Is he the most moderate of the six candidates?
“I think I’m the one who potentially could have the most appeal to the wider electorate,” he says, as we discuss whether Tory members will end up choosing a leader with broad appeal or simply the most right-wing person to get to the final two. “It’s not about which hue of blue you are,” he insists, adding that: “There might be a tendency to do things that are appealing very directly to the membership, or a subset of the membership, which then become a problem in terms of delivering unity and a united party.”
One of those things, he says, involves the European Convention on Human Rights. Willingness to leave the ECHR has become something of a litmus test for candidates’ right-wing credentials, but Stride believes the decision must be one for the party as a whole, not any one individual.

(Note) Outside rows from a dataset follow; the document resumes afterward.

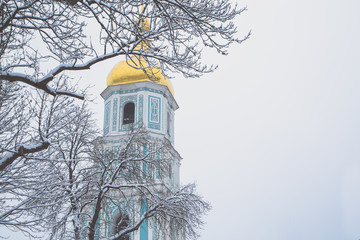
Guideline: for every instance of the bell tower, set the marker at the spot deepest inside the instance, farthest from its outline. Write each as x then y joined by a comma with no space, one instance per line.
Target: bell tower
133,99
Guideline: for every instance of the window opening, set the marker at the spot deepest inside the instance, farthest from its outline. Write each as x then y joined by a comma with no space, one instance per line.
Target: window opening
129,112
122,222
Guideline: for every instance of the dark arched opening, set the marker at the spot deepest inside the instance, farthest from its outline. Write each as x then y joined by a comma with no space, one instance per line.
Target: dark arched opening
129,112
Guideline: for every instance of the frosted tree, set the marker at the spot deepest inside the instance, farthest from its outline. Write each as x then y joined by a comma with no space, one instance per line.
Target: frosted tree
33,121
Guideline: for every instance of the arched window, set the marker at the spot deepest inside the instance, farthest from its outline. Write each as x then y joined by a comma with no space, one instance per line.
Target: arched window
129,112
121,222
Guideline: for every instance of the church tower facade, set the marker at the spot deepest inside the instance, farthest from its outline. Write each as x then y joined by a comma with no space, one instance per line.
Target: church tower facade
133,101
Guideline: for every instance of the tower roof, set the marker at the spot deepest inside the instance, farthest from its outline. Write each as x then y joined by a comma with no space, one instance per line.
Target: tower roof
124,73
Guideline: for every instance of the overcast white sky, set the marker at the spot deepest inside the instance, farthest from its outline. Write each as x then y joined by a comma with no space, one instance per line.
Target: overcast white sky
272,137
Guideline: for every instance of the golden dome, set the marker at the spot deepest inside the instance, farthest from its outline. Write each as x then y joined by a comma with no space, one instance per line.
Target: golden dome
124,73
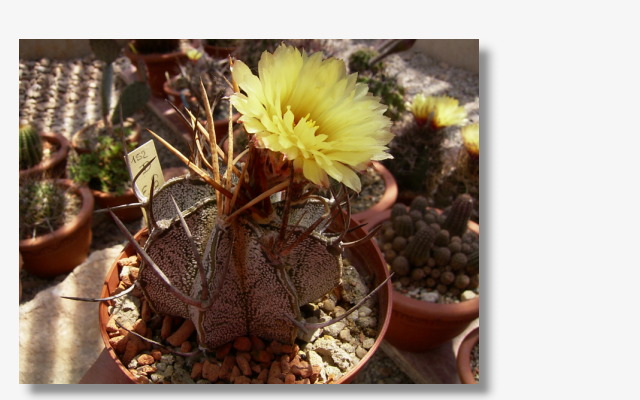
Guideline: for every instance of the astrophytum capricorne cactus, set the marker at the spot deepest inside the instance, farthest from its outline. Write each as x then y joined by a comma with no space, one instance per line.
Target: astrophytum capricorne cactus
237,248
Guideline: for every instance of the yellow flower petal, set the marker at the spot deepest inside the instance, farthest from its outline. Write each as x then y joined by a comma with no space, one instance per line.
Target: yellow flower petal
310,110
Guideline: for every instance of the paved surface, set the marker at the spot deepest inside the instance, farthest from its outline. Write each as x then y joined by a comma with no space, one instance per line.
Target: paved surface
60,338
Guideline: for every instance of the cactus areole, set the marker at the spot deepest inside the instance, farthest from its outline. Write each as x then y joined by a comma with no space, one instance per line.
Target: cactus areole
237,248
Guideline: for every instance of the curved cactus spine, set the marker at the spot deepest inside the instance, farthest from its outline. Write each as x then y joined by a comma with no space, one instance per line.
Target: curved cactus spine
419,247
419,203
398,209
473,262
403,225
458,217
30,147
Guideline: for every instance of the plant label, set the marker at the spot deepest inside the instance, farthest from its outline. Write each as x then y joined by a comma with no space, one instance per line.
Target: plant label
141,157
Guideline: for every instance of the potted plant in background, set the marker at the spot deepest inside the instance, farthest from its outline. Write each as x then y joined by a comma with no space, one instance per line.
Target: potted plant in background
259,245
154,59
371,71
184,89
220,48
42,153
99,148
55,225
435,258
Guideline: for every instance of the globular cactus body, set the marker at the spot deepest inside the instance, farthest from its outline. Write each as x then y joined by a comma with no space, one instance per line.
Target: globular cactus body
459,215
431,250
419,247
30,147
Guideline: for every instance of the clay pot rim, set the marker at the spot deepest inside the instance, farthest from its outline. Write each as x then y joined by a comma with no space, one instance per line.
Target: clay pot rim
154,57
104,195
383,310
85,213
388,198
55,159
464,356
469,309
136,134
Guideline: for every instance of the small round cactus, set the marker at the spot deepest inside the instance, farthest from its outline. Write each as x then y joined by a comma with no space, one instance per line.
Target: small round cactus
30,147
458,217
418,249
423,252
398,209
403,225
400,266
419,203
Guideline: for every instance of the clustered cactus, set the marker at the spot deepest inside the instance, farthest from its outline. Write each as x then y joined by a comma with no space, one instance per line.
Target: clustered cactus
42,207
432,250
380,84
30,147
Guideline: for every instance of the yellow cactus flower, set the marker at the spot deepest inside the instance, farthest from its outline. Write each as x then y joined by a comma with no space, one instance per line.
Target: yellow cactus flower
439,111
310,110
471,138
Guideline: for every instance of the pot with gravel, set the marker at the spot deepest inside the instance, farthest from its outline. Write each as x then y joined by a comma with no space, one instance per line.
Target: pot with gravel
468,359
42,153
55,225
333,354
99,147
154,59
435,258
243,251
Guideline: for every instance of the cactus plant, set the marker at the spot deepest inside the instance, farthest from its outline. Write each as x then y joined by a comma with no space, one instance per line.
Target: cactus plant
380,84
42,207
226,254
432,258
30,147
419,247
459,214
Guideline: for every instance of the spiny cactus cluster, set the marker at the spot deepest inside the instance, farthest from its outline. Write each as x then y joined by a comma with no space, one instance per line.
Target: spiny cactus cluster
30,147
431,250
42,207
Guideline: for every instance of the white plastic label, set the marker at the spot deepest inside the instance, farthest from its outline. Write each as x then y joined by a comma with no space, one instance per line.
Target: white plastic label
138,158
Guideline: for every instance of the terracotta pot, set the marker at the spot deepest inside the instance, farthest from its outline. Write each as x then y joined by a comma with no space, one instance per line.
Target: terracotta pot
156,66
388,198
219,52
367,259
105,200
78,139
62,250
417,325
55,166
463,360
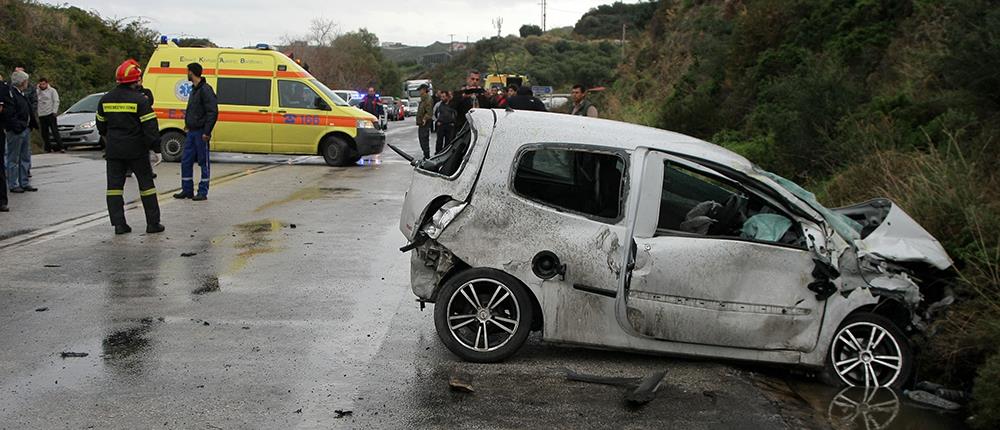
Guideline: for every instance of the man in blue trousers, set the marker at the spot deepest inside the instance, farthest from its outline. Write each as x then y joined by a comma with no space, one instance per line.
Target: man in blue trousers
199,120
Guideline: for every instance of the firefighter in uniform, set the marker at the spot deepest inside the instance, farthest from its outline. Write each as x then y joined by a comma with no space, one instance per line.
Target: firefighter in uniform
126,120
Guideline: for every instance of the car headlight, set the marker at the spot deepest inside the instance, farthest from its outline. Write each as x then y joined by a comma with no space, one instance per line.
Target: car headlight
443,217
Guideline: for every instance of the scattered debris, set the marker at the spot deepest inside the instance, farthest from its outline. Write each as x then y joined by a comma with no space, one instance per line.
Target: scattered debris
461,382
646,391
958,396
605,380
925,398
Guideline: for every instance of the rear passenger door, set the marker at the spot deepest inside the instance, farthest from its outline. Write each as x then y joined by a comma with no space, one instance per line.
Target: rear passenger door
244,123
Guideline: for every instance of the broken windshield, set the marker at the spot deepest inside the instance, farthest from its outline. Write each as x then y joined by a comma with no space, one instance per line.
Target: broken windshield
844,226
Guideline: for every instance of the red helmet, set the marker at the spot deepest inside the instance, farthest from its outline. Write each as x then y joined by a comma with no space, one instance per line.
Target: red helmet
128,72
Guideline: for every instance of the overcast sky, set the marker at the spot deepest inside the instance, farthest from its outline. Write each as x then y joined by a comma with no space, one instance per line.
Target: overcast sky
413,22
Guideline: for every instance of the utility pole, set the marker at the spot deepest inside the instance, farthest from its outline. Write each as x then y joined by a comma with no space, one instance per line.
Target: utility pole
543,15
623,42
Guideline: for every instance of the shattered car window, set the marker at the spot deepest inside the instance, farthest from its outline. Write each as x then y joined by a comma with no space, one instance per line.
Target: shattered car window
581,181
695,203
847,228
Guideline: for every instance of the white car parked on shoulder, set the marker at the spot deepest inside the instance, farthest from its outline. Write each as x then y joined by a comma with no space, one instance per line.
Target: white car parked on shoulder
619,236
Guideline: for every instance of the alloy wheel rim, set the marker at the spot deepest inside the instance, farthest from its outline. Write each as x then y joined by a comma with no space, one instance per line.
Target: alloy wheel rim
866,354
483,315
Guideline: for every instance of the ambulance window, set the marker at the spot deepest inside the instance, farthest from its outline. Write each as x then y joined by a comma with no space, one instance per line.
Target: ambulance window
244,92
296,95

“We know that a section of the membership are very concerned about the ECHR,” he says, “and I understand why that’s the case. Equally, there are a variety of different views on that matter amongst the parliamentary party, and the first thing a leader has got to do is unite that party. Therefore it would seem only logical to me to work towards our settled opinion on that matter by working with the parliamentary party and coming to that conclusion.”
This sounds a lot like Rishi Sunak’s position on the ECHR, which may not be surprising, given that Stride ran his leadership campaign, but he bridles at the suggestion he is the “continuity Rishi” candidate. Without specifying Sunak’s five pledges – which included stopping the boats and cutting NHS waiting lists – Stride says “setting up some of our metrics for success in the way that we did, with hindsight, set us up for some element of failure.”

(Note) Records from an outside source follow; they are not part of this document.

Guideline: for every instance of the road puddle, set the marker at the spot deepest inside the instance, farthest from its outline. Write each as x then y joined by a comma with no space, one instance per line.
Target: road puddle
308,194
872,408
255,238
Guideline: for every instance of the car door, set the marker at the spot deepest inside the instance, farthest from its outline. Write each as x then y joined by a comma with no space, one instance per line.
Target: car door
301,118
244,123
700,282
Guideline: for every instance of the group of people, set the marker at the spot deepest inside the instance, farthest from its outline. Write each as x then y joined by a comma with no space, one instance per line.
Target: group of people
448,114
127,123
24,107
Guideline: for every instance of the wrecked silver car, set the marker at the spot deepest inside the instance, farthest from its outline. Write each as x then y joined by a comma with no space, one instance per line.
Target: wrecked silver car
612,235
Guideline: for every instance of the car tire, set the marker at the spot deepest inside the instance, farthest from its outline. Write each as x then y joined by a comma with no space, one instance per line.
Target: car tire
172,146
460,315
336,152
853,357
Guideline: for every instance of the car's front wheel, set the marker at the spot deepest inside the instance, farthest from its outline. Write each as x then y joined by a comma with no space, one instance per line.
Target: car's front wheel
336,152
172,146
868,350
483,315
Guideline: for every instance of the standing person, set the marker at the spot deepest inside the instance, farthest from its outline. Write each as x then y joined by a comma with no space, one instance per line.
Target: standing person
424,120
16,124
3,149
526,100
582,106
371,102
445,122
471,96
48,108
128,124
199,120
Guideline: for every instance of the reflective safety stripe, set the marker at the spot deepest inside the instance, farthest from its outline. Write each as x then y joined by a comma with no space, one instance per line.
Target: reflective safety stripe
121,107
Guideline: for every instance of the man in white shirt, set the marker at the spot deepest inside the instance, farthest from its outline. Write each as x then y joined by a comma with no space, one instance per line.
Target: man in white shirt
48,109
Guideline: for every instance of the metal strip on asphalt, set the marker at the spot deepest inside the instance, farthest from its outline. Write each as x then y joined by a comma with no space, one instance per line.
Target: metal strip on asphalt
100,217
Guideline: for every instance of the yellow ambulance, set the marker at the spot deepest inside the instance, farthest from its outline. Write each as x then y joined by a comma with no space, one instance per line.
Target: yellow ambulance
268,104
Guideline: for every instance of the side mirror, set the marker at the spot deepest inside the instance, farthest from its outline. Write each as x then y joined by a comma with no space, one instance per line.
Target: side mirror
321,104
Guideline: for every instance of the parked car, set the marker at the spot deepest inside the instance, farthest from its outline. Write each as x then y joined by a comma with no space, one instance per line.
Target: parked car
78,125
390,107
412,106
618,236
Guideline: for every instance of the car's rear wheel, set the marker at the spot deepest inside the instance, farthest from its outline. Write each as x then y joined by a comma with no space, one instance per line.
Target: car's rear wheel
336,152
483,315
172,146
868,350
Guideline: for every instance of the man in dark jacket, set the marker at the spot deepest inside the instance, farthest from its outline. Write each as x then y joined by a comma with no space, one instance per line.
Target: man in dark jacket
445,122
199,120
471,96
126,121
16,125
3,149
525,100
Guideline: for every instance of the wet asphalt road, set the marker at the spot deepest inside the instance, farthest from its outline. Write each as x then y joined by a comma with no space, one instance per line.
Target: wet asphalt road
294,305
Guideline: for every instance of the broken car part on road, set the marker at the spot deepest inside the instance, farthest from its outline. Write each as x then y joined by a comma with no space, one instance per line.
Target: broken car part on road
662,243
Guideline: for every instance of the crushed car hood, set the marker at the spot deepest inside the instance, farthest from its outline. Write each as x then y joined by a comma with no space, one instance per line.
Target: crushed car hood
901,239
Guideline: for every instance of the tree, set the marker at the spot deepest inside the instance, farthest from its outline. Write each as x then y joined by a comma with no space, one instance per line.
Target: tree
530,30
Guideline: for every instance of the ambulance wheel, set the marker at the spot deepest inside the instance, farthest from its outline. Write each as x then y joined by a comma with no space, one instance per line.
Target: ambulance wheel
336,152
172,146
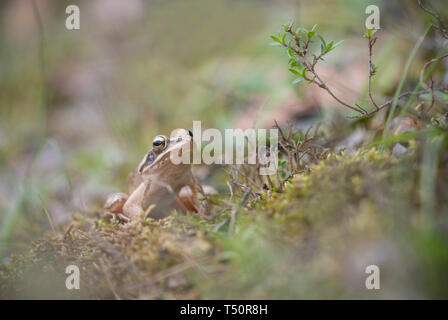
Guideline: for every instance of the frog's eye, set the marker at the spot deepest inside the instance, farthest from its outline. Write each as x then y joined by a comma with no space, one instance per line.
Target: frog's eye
159,143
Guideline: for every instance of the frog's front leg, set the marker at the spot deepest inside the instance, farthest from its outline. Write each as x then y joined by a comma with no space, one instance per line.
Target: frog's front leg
134,205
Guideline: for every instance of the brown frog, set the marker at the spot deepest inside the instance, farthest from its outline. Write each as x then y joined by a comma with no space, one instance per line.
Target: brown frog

After such a dreadful defeat in the election, one of the most frequently mentioned names in Tory circles is Lord Houchen, whose reelection as Tees Valley Mayor in May was one of the only bright spots in an otherwise dismal year.
Stride would have him in his shadow cabinet if he became leader, advising on, among other things, devolution of power to the regions. “We have made a great success of devolution, and I think we can go still further,” he says, also namechecking former West Midlands Mayor Andy Street, who was narrowly defeated by Labour’s Richard Parker after seven years in the job.
“I want to take what Ben [Houchen] has done and see how much further we can actually push it, and what Andy did in his time,” Stride adds, saying he would like to give metro mayors more freedom in how they spend their budgets, rather than ringfencing funds. Houchen set up the first mayoral development corporation outside London, with a plan to create 20,000 jobs in and around the deep water Teesport, and took the struggling Teesside Airport back into public ownership, earning a reputation for getting things done.
If Stride fails to win the leadership, he will not be short of hobbies to fill his spare time. He is a qualified scuba diver and a qualified British Museum tour guide (for the record, he believes the Elgin Marbles should stay in London).
And, of course, there is flying. Stride qualified as a pilot during his stint in the US in the 1990s, and says there is “no greater buzz” than flying solo for the first time.
Before we part, I ask him about the dramatic pictures of a light aircraft that crash landed on the A419 in Gloucestershire earlier this week, and he becomes animated as he describes the procedure for making a forced landing on a public road (among other things, always land in the direction in which the traffic is travelling).
He also tells me how to get out of a tailspin if you lose power and find yourself corkscrewing vertically towards the ground: use the rudder to stop the spin, and only then pull back on the yoke to pull out of the dive. 
It may not be a skill that is directly applicable to running a political party, but if Conservative MPs want a leader who can remain calm in a crisis, it might be worth giving Mel Stride another look.